# Coolant flush



## thygreyt (Jun 7, 2009)

i just realized i NEED to do a coolant flush... i have 72k miles, and thats the one item i havent tackled.

the coolant still looks good and all, but im anal, and i want it flushed.

does anyone know how? bentley says basically to drain, and refill.

i just dont know where the best drain point is... 

oh, i'll do a DIY for the rest once i do it.


----------



## Zaytri (Mar 3, 2009)

I saved this from I'm not sure what website.. but it was for the 2.5....


Open the drain on the bottom of lower radiator hose where it connects to the radiator.

Let it drain out

Start the car and put a hose in your coolant ball and let it cycle through until the liquid coming out of the drain is 100% clear water

Turn hose off

When water stops flowing out freely, shut valve

Fill coolant ball with coolant/water mixture until full


----------



## thygreyt (Jun 7, 2009)

Zaytri said:


> I saved this from I'm not sure what website.. but it was for the 2.5....
> 
> 
> Open the drain on the bottom of lower radiator hose where it connects to the radiator.
> ...


thats exactly what i fodun with a search, but i wanted the input from others who i think have done this.


----------



## itskohler (Jan 7, 2011)

Dealer did mine. 

Oil change, coolant flush for under 50 bucks. :thumbup:


----------



## TylerO28 (Jul 7, 2008)

yank the heater hose and spray hose through that too, it'll clear the core. then drain lower hose. and hose into coolant bubble. I also took off the top hose and hosed through the upper hose into the block. all came out clear then i just re filled


----------



## thygreyt (Jun 7, 2009)

i think imma do a DIY for the 2.5 later today.


----------



## alwaysdutch (Oct 19, 2011)

I did this partially while swapping engines, so the DIY is right on that point.


----------



## thygreyt (Jun 7, 2009)

So..i dida sorta flush... I only refilled about 2.5 lts...so im guessing it didnt drain completely.. Ill rty again tomorrow.
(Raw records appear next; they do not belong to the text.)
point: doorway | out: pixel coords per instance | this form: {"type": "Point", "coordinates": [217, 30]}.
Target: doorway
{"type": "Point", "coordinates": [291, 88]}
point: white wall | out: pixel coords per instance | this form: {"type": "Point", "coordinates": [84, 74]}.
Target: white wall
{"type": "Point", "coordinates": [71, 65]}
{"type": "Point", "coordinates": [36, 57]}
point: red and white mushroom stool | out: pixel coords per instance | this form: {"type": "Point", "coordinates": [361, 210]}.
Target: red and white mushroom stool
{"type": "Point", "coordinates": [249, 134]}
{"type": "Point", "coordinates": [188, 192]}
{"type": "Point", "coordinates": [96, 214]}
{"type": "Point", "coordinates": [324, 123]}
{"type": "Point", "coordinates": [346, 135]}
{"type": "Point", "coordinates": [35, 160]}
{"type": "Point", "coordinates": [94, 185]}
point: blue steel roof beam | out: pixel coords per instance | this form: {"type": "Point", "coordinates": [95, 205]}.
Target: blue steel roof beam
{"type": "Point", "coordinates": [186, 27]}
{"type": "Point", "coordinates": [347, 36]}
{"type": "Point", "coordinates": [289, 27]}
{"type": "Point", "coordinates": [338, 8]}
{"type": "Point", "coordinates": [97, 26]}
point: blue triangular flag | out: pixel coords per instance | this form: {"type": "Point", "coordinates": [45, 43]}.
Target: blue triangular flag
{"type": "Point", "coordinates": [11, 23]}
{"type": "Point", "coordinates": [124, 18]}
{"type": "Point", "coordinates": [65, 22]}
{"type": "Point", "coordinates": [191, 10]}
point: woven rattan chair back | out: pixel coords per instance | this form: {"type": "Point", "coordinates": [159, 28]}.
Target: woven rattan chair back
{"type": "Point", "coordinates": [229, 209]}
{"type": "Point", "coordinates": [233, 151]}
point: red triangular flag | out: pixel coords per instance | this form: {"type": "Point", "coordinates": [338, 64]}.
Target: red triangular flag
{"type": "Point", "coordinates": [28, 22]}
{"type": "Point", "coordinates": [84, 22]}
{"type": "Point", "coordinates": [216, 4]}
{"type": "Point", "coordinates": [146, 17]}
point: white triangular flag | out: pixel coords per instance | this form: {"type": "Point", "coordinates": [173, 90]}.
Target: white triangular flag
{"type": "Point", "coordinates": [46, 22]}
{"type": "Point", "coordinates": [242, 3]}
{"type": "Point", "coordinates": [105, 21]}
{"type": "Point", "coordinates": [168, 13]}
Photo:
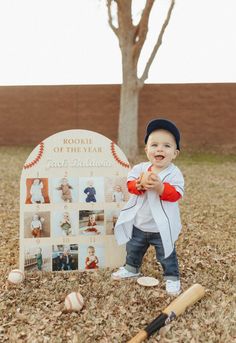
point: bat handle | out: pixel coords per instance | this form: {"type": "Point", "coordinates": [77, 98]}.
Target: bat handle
{"type": "Point", "coordinates": [140, 337]}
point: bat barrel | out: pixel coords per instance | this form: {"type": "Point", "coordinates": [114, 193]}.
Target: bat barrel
{"type": "Point", "coordinates": [176, 307]}
{"type": "Point", "coordinates": [187, 298]}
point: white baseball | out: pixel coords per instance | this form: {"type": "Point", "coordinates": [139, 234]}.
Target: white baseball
{"type": "Point", "coordinates": [16, 276]}
{"type": "Point", "coordinates": [74, 301]}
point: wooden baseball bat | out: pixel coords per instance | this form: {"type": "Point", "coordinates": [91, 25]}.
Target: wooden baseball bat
{"type": "Point", "coordinates": [176, 307]}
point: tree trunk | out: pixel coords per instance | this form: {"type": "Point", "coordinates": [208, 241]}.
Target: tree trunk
{"type": "Point", "coordinates": [128, 119]}
{"type": "Point", "coordinates": [129, 99]}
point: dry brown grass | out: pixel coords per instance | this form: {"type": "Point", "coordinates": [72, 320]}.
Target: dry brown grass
{"type": "Point", "coordinates": [113, 311]}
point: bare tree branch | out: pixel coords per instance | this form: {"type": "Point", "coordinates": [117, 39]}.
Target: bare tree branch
{"type": "Point", "coordinates": [157, 46]}
{"type": "Point", "coordinates": [114, 29]}
{"type": "Point", "coordinates": [142, 29]}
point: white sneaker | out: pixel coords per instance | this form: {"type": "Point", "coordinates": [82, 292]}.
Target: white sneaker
{"type": "Point", "coordinates": [123, 273]}
{"type": "Point", "coordinates": [173, 287]}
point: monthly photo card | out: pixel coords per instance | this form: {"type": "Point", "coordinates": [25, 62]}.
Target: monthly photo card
{"type": "Point", "coordinates": [72, 189]}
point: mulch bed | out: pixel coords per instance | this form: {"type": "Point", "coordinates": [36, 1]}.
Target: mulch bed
{"type": "Point", "coordinates": [114, 311]}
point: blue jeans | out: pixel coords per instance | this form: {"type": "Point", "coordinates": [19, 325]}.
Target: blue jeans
{"type": "Point", "coordinates": [137, 247]}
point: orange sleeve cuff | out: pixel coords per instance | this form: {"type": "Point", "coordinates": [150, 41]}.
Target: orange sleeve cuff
{"type": "Point", "coordinates": [170, 193]}
{"type": "Point", "coordinates": [132, 188]}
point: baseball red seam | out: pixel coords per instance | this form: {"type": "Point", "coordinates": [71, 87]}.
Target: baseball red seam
{"type": "Point", "coordinates": [18, 272]}
{"type": "Point", "coordinates": [124, 164]}
{"type": "Point", "coordinates": [40, 154]}
{"type": "Point", "coordinates": [79, 300]}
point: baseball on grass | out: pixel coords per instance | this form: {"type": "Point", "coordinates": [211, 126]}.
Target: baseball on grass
{"type": "Point", "coordinates": [74, 302]}
{"type": "Point", "coordinates": [16, 276]}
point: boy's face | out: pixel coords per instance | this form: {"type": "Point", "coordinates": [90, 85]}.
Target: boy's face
{"type": "Point", "coordinates": [161, 149]}
{"type": "Point", "coordinates": [92, 217]}
{"type": "Point", "coordinates": [64, 181]}
{"type": "Point", "coordinates": [91, 252]}
{"type": "Point", "coordinates": [118, 188]}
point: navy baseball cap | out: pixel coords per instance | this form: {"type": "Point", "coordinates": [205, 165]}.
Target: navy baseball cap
{"type": "Point", "coordinates": [165, 125]}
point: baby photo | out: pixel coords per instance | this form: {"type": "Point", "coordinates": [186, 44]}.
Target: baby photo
{"type": "Point", "coordinates": [111, 218]}
{"type": "Point", "coordinates": [91, 257]}
{"type": "Point", "coordinates": [37, 258]}
{"type": "Point", "coordinates": [91, 189]}
{"type": "Point", "coordinates": [36, 224]}
{"type": "Point", "coordinates": [65, 223]}
{"type": "Point", "coordinates": [65, 257]}
{"type": "Point", "coordinates": [64, 190]}
{"type": "Point", "coordinates": [116, 189]}
{"type": "Point", "coordinates": [91, 222]}
{"type": "Point", "coordinates": [37, 191]}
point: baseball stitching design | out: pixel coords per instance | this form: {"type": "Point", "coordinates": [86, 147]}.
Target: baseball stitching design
{"type": "Point", "coordinates": [113, 151]}
{"type": "Point", "coordinates": [38, 157]}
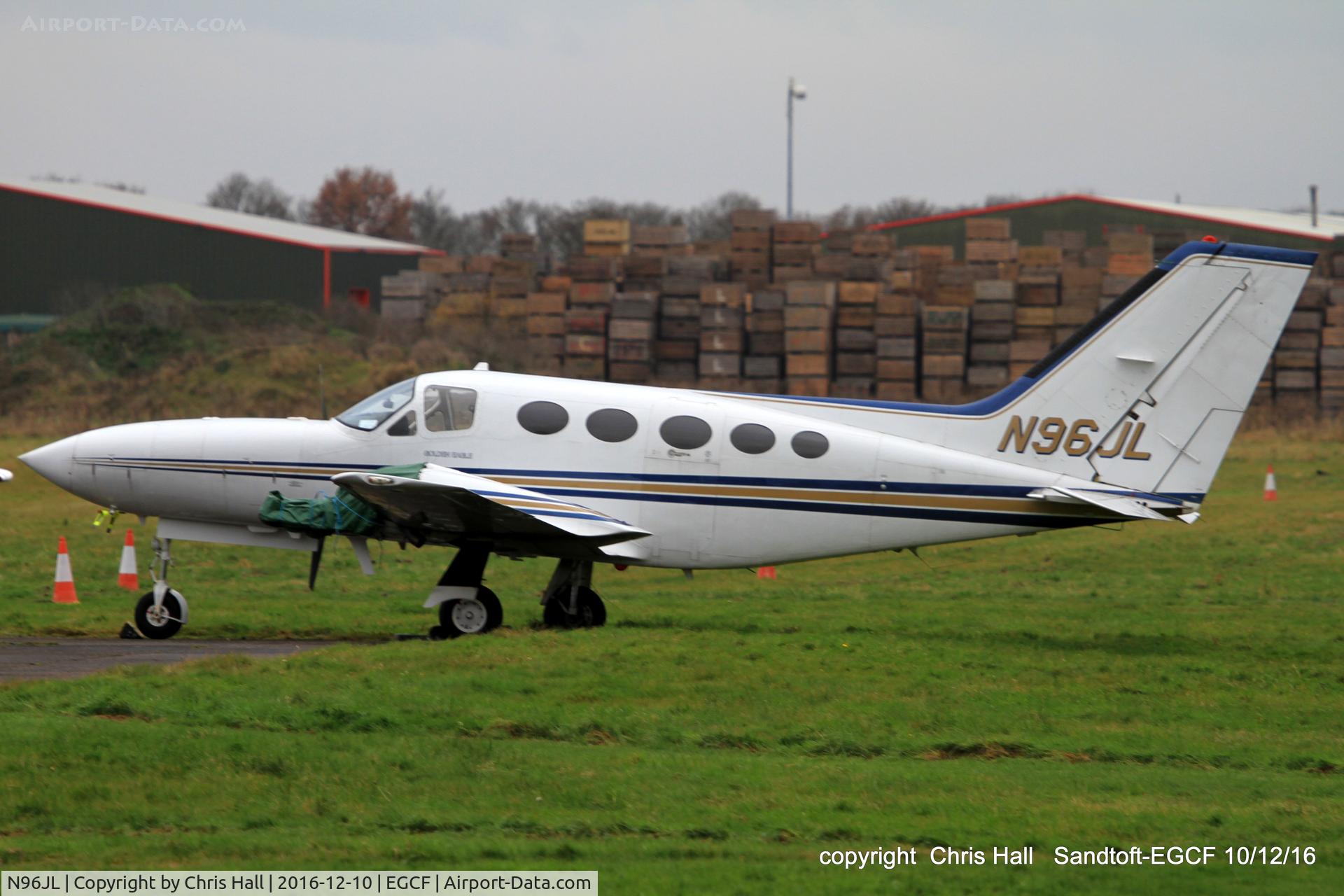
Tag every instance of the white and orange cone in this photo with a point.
(127, 577)
(65, 587)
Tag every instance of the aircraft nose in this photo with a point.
(52, 461)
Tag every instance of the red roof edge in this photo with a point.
(217, 227)
(1116, 203)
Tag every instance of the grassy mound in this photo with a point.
(156, 352)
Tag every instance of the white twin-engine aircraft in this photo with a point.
(1129, 419)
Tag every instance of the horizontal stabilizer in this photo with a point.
(1124, 505)
(447, 505)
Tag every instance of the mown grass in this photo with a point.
(1161, 684)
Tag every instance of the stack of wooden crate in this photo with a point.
(1079, 295)
(521, 248)
(793, 246)
(990, 239)
(722, 308)
(925, 262)
(604, 238)
(764, 359)
(944, 343)
(644, 273)
(750, 246)
(1129, 255)
(808, 331)
(660, 241)
(897, 332)
(546, 327)
(1072, 244)
(857, 342)
(629, 337)
(678, 344)
(1038, 293)
(992, 318)
(585, 323)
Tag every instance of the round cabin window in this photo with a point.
(612, 425)
(686, 431)
(752, 438)
(543, 418)
(809, 444)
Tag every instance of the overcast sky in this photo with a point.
(1230, 102)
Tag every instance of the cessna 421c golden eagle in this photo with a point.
(1128, 419)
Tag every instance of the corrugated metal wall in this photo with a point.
(54, 254)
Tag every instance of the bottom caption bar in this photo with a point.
(320, 883)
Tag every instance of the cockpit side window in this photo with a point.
(375, 409)
(449, 407)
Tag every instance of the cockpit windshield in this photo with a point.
(375, 409)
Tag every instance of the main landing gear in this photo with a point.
(465, 606)
(163, 612)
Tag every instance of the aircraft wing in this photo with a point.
(1133, 505)
(445, 505)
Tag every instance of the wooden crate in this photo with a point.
(585, 344)
(796, 232)
(897, 391)
(1041, 257)
(806, 365)
(895, 326)
(945, 318)
(991, 250)
(897, 347)
(606, 232)
(752, 219)
(626, 328)
(988, 229)
(806, 342)
(811, 293)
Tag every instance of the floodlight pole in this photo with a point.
(799, 92)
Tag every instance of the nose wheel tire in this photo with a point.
(592, 612)
(470, 615)
(163, 621)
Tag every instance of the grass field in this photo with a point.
(1156, 685)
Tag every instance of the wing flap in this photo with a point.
(448, 503)
(1110, 501)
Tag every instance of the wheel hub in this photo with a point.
(470, 615)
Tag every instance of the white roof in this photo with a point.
(1296, 223)
(223, 219)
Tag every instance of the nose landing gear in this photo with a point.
(163, 612)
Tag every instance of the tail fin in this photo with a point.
(1147, 396)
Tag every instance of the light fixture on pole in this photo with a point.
(796, 92)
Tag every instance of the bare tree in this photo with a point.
(239, 192)
(713, 219)
(363, 202)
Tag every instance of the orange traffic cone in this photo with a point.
(127, 577)
(65, 590)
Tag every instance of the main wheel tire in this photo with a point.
(472, 615)
(163, 621)
(592, 612)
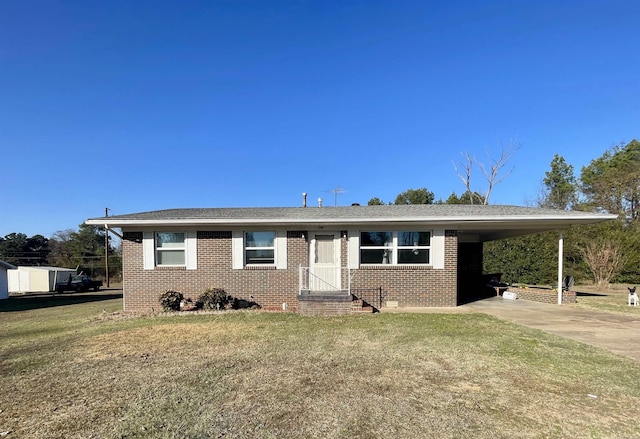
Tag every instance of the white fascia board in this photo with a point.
(449, 222)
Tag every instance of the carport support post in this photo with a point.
(560, 260)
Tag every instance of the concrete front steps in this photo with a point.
(331, 303)
(359, 306)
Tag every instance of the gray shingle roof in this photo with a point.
(425, 212)
(483, 222)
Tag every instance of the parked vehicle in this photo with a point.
(79, 283)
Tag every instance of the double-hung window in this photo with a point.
(170, 249)
(395, 248)
(260, 248)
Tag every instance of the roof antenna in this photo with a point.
(336, 191)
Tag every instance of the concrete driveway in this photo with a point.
(617, 333)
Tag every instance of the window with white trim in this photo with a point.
(260, 248)
(395, 248)
(170, 249)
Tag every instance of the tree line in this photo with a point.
(83, 249)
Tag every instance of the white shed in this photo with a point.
(4, 279)
(37, 279)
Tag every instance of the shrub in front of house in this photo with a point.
(215, 298)
(170, 300)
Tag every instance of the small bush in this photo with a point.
(214, 298)
(171, 300)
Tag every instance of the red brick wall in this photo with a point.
(269, 287)
(415, 285)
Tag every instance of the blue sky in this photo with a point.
(145, 105)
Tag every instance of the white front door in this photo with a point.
(324, 260)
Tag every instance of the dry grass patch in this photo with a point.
(270, 375)
(613, 299)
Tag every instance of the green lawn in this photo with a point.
(84, 370)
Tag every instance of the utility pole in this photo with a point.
(106, 248)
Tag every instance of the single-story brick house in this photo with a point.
(312, 259)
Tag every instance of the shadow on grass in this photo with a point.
(49, 300)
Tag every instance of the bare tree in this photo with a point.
(494, 172)
(605, 259)
(466, 167)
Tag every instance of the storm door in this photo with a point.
(324, 260)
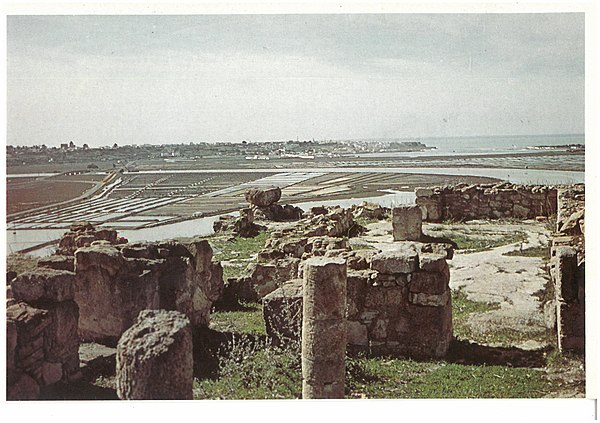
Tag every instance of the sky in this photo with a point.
(150, 79)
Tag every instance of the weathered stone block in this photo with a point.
(433, 300)
(44, 284)
(58, 262)
(403, 259)
(565, 269)
(327, 300)
(154, 357)
(324, 330)
(432, 262)
(282, 312)
(357, 333)
(407, 223)
(263, 197)
(61, 339)
(29, 321)
(430, 282)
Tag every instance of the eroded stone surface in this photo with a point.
(154, 357)
(324, 328)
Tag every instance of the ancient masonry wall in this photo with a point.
(568, 269)
(115, 283)
(398, 302)
(324, 328)
(42, 343)
(486, 201)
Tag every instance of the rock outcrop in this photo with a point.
(263, 197)
(154, 358)
(82, 235)
(568, 269)
(42, 341)
(398, 302)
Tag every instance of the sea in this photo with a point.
(19, 239)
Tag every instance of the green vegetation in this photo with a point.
(251, 372)
(356, 247)
(20, 263)
(398, 378)
(269, 373)
(364, 221)
(248, 320)
(237, 248)
(462, 308)
(541, 251)
(478, 242)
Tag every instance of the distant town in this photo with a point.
(72, 153)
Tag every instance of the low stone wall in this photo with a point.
(486, 201)
(398, 303)
(42, 342)
(568, 269)
(82, 234)
(114, 283)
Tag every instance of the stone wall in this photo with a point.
(114, 283)
(42, 342)
(280, 259)
(486, 201)
(398, 302)
(82, 234)
(568, 269)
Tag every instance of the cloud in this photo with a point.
(154, 79)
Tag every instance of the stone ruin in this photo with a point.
(263, 206)
(100, 295)
(320, 233)
(42, 344)
(398, 302)
(154, 358)
(486, 201)
(114, 284)
(149, 297)
(324, 328)
(567, 266)
(82, 234)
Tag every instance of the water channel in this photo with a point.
(20, 239)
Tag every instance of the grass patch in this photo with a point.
(462, 308)
(398, 378)
(237, 248)
(233, 270)
(357, 247)
(248, 320)
(541, 251)
(276, 374)
(20, 263)
(478, 242)
(364, 221)
(254, 373)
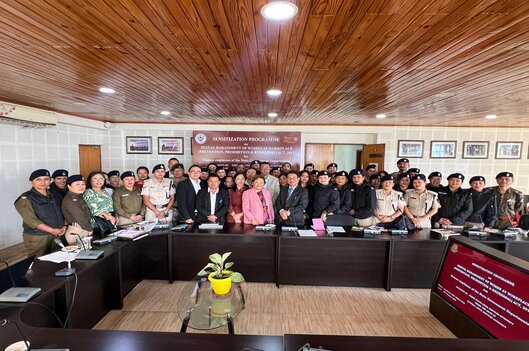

Sent from my GT-P7510 using Tapatalk 2


----------



## 5_Cent (May 22, 2007)

This sounds too easy, I may have to see how much my local dealer will do this for. I have 104k and want this done before winter sets in.


----------



## Rabbid Rally Rabbit (May 5, 2013)

While you're at it Fred --think about replacing your radiator hoses with the IE silicone hoses. They're stronger and silicone looks sexier than the OE rubber ones --and your engine bay could always use some more sexy....not that your's isn't already the best looking 2.5L bay I've seen.


----------



## afawal2012 (Jan 9, 2013)

Please delete.......


----------